Adelson normally benefits from the company’s sizable presence in Asia compared with rivals such as Wynn and MGM resorts. However, the global economic problems are now beginning to affect both Macau and Singapore. Analysts from Wells Fargo said that the latest results from the company’s Marina Bay Sands property in Singapore were a “substantial miss”. The initial earnings from Sands’ new Macau casino which opened in April, the Sands Cotai Central, were also much lower than expected.
Best known for its Italian-themed Venetian resorts in Las Vegas and Macau, Las Vegas Sands reported a second-quarter net income of $240.6 million down from $367.7 million last year, causing company shares to fall by 5.8%.
The net income for Sands Chine fell 40% to $160.5 million due to higher than predicted opening costs at its Cotai Central as well as a $100.8 million impairment charge on two land parcels. The last three months has seen growth in Macau slow down as visitor numbers drop and people spend less money.

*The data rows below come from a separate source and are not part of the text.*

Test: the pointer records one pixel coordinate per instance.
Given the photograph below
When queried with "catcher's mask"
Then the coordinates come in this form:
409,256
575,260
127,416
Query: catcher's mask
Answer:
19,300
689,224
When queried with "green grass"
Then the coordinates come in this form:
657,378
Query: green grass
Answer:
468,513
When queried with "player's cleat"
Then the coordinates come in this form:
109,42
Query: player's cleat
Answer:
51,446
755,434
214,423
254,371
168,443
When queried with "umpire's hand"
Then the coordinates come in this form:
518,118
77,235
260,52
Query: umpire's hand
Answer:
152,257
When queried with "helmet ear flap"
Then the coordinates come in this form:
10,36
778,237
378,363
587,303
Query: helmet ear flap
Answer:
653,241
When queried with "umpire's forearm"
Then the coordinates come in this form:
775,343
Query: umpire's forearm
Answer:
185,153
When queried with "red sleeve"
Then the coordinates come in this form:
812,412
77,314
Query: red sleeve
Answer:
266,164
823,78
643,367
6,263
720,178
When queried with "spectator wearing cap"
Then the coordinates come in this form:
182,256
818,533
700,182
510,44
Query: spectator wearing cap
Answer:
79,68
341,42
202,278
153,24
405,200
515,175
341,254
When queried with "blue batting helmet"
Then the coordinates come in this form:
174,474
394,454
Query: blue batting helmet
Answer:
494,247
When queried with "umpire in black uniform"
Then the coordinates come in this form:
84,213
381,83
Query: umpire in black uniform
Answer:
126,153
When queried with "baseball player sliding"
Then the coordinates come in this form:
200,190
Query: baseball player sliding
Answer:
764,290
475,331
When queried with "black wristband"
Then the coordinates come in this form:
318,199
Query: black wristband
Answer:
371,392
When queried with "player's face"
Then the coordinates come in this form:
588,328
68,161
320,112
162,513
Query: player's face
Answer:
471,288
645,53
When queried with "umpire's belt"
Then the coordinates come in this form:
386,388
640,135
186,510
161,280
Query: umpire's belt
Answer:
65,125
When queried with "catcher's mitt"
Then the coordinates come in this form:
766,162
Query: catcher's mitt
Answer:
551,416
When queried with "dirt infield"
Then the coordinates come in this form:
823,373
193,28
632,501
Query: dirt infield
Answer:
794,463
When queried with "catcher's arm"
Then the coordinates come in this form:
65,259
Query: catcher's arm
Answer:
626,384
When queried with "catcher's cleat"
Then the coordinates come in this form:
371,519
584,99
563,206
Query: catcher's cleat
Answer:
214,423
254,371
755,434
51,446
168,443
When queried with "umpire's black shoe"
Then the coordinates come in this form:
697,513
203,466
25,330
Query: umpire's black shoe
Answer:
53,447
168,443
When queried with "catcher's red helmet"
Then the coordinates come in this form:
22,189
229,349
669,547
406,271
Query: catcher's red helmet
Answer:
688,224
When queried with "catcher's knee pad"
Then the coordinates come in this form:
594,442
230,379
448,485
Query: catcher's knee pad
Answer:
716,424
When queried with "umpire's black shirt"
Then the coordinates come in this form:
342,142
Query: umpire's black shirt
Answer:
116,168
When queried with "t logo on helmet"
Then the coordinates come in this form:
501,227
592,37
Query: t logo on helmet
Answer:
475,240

Fitch Ratings has revised its Macau revenue growth forecast for this year to 10 – 12% down from 15% which they said reflects their “more cautious view with respect to the near-term impact of the slowdown in China.”
Why Resorts has also reported weak second quart earnings due to poor performance at its Macau and Vegas properties. It will be interesting to see what MGM Resorts and local Macau businesses reveal when they report in August.
However, Las Vegas Sands executives said that business at Singapore’s Marina Bay Sands remains good and that the company expects to return more than $800 million in cash to shareholders as dividends.